The approach we settled on with Launchpad development was to only deal with migration scripts and not generate schemas from the code. The migration scripts are formulated as a sequence of SQL commands to migrate the schema and data as needed. So to set up a new instance, a base schema is loaded then patched up to the current schema. Each patch leaves a record in the database that it has been applied so it is trivial to bring a database up to date, or check that an application is in sync with the database.

When the schema is not generated from the code, it also means that the code can be simpler. As far as Python ORM layer is concerned, does it matter what type of integer a field contains? Does the Python code care what indexes or constraints are defined for the table? By only specifying what is needed to effectively map data to Python objects, we end up with easy to understand code without annotations that probably can’t specify everything we want anyway.

Storm Released

This week at the EuroPython conference, Gustavo Niemeyer announced the release of Storm and gave a tutorial on using it.

Storm is a new object relational mapper for Python that was developed for use in some Canonical projects, and we’ve been working on moving Launchpad over to it. I’ll discuss a few of the nice features of the package:

Loose Binding Between Database Connections and Classes

Storm has a much looser binding between database connections and the classes used to represent records in particular tables. The standard way of querying the database uses a store object:

for obj in store.find(SomeClass, conditions):
    # do something with obj (which will be a SomeClass instance)

Some things to note about this syntax:

  • The class used to represent rows in the table is passed to find(), so it is possible to have multiple classes representing a single table. This can be useful with large tables where you are only interested in a few columns in some cases.
  • The class used to represent the table is not bound to a particular connection. So instances of it can come from different stores.

Lockstep Iteration

As well as iterating over a single table, a Storm result set can iterate over multiple tables together. For instance, if we have a table representing people and a table representing email addresses (where each person can have multiple email addresses), it is possible to iterate over them in lockstep:

for person, email in store.find((Person, Email), Person.id == Email.person):
    print person.name, email.address

Automatic Flushing Before Queries

One of the gotchas when using SQLObject was the way it locally cached updates to tables. This is a great way to reduce the number of updates sent to the database, but could result in unexpected results when performing subsequent SELECT queries. It was up to the programmer to remember to flush changes before doing a query.
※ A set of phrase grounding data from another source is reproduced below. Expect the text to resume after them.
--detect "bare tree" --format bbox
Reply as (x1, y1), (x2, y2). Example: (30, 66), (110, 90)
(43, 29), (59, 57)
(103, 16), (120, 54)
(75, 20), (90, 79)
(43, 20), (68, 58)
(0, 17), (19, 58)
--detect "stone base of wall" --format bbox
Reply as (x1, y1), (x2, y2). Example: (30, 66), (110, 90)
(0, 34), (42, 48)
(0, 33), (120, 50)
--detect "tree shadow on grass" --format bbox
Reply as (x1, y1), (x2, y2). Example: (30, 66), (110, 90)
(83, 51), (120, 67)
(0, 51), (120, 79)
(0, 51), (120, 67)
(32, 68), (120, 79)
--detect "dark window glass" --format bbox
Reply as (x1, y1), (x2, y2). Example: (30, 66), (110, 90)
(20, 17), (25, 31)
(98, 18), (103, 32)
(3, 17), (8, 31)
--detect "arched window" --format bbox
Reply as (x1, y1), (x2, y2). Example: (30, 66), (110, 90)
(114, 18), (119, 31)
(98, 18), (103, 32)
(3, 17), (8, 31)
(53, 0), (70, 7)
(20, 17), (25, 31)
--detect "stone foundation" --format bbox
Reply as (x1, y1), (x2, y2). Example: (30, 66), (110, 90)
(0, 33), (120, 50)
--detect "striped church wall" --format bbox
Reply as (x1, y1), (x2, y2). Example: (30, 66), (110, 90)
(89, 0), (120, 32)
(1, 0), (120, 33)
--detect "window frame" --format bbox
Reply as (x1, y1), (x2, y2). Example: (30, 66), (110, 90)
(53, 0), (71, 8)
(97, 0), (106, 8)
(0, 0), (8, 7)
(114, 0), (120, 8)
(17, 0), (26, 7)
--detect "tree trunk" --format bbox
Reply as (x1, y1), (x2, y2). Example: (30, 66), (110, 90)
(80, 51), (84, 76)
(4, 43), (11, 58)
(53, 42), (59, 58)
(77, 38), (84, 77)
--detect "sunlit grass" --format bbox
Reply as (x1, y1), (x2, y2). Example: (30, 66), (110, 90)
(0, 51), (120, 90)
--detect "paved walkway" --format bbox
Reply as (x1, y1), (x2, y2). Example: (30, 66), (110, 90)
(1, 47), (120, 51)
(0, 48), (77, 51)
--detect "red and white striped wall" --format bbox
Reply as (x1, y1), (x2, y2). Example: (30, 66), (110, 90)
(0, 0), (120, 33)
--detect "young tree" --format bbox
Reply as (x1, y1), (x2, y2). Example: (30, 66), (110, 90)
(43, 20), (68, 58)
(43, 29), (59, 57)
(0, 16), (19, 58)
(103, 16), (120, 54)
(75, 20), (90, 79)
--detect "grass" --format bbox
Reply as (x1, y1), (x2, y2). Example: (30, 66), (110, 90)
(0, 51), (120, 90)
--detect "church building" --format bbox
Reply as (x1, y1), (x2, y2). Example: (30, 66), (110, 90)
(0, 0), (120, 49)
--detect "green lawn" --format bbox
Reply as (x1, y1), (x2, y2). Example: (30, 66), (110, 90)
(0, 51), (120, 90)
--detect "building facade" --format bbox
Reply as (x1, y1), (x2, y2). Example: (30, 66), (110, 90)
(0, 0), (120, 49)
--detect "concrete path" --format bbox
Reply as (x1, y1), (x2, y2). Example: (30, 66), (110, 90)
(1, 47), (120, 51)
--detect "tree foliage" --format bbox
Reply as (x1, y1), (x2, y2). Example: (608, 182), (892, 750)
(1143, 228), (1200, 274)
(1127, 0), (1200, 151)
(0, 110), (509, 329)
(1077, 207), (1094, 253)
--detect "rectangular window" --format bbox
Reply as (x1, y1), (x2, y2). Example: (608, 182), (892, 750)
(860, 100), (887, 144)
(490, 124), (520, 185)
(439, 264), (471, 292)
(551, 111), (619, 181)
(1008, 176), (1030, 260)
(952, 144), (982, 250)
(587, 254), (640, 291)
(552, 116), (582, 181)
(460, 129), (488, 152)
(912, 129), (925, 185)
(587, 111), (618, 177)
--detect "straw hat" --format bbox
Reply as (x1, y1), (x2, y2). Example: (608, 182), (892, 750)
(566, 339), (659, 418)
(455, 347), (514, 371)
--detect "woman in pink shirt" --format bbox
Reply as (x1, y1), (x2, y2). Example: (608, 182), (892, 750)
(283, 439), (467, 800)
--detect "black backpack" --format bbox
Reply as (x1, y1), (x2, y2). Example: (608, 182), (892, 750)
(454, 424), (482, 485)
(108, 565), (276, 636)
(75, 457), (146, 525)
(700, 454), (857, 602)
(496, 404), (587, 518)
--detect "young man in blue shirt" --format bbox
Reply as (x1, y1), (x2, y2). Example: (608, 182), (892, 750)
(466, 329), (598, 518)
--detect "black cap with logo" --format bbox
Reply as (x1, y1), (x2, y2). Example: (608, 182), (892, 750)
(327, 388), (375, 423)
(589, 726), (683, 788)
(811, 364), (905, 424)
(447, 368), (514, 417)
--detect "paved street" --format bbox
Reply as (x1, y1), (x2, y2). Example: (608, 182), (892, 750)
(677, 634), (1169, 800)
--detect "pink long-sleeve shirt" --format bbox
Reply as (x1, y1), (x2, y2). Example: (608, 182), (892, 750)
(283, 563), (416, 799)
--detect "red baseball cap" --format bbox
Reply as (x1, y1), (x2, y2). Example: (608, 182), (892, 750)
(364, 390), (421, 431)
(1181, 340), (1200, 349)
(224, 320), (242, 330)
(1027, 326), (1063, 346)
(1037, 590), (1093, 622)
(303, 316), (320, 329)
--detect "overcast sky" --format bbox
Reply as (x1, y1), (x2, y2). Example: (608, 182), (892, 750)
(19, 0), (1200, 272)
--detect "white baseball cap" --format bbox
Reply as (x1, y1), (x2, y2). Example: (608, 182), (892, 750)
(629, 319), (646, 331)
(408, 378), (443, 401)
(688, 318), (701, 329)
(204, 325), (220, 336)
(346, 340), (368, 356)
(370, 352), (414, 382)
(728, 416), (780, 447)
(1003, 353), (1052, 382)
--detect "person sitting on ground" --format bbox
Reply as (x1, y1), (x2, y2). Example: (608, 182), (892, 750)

With Storm, the store will flush pending changes automatically before performing the query.

Easy To Execute Raw SQL

An ORM can really help when developing a database driven application, but sometimes plain old SQL is a better fit. Storm makes it easy to execute raw SQL against a particular store with the store.execute() method. This method returns an object that you can iterate over to get the tuples from the result set. It also makes sure that any local changes have been flushed before executing the query.

Nice Clean Code

After working with SQLObject for a while, Storm has been a breath of fresh air. The internals are clean and nicely laid out, which makes hacking on it very easy. It was developed using test-driven development methodology, so there is an extensive test suite that makes it easy to validate changes.